Furthermore, people that adhere to the Messianic colonist model in their minds don’t see themselves as one with the environment they live in. They see themselves as distant saviors and conquerors. This construct drives constant discontent in the teachers of the poor. Unlike the native cultures they encounter, whether it is Africa, the Americas of the 1600’s or tribal cultures of mid Asia, the teacher of the poor has a deep struggle with the psyche accepting their environment as a unified element. Not something separated and apart.

This means in the end, teaching the poor, becomes an internal struggle of the Tao. The teacher must try to somehow see themselves as equal to the poor in their struggle, and in that equality seek to help them here, now and from day to day. Encouraging them to succeed in the system can be part of that education. They are people today that need help.
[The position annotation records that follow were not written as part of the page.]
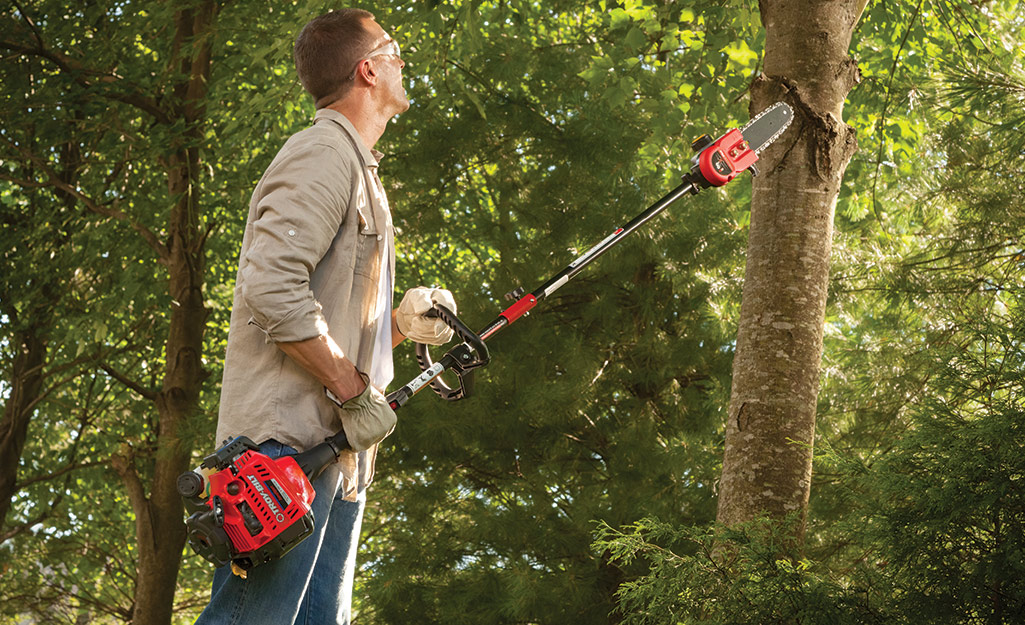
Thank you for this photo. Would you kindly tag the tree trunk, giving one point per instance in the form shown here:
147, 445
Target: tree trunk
26, 385
767, 466
159, 526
I can choose my cosmology, but I can’t make the poor an excuse to make myself feel better- like donating to an AIDS benefit, or old clothes during Christmas.

“The Fisher King” with Robin Williams finds a radio personality trying to donate money to a homeless man. When the man throws the money on the street and runs away, the rest of movie is spent with the man trying to get over the insult of being rejected. Teachers of the poor that chase people down simply to soothe their conscience should eat chocolate chip cookies and drink egg nog. Find some other way to feel good. They are people that need people to live side by side with them and encourage them to read- if the lesson should something else that day, let it be something else that day. That’s my greatest barrier. I need to make sure I able to offer the poor something they need, instead of some biased cultural construct I’ve been handed.

All of this is to say that they aren’t poor, if I have to let go of precursory definitions. They are Jose, Rafik and Miroslavia. They are Jessica, Jenaro and Daramy. They are Jalina, Johnathan and Myles. Why go to such lengths to deconstruct the driving cosmologies in educating the poor? The chief reason is that my students struggle as students, and their internal barriers can be life long if they never attempt to reframe their context. They have to try and reframe how they see the world and see if it is even worth the effort. Teaching the poor is a matter of trying to allow them to believe the words, “I AM”. Success may be defined in terms of money, but like myself, they have to determine what success means. My success isn’t sitting in a reading score. That may or may not happen. My success is when they know they are human enough to say, I CAN, Teacher.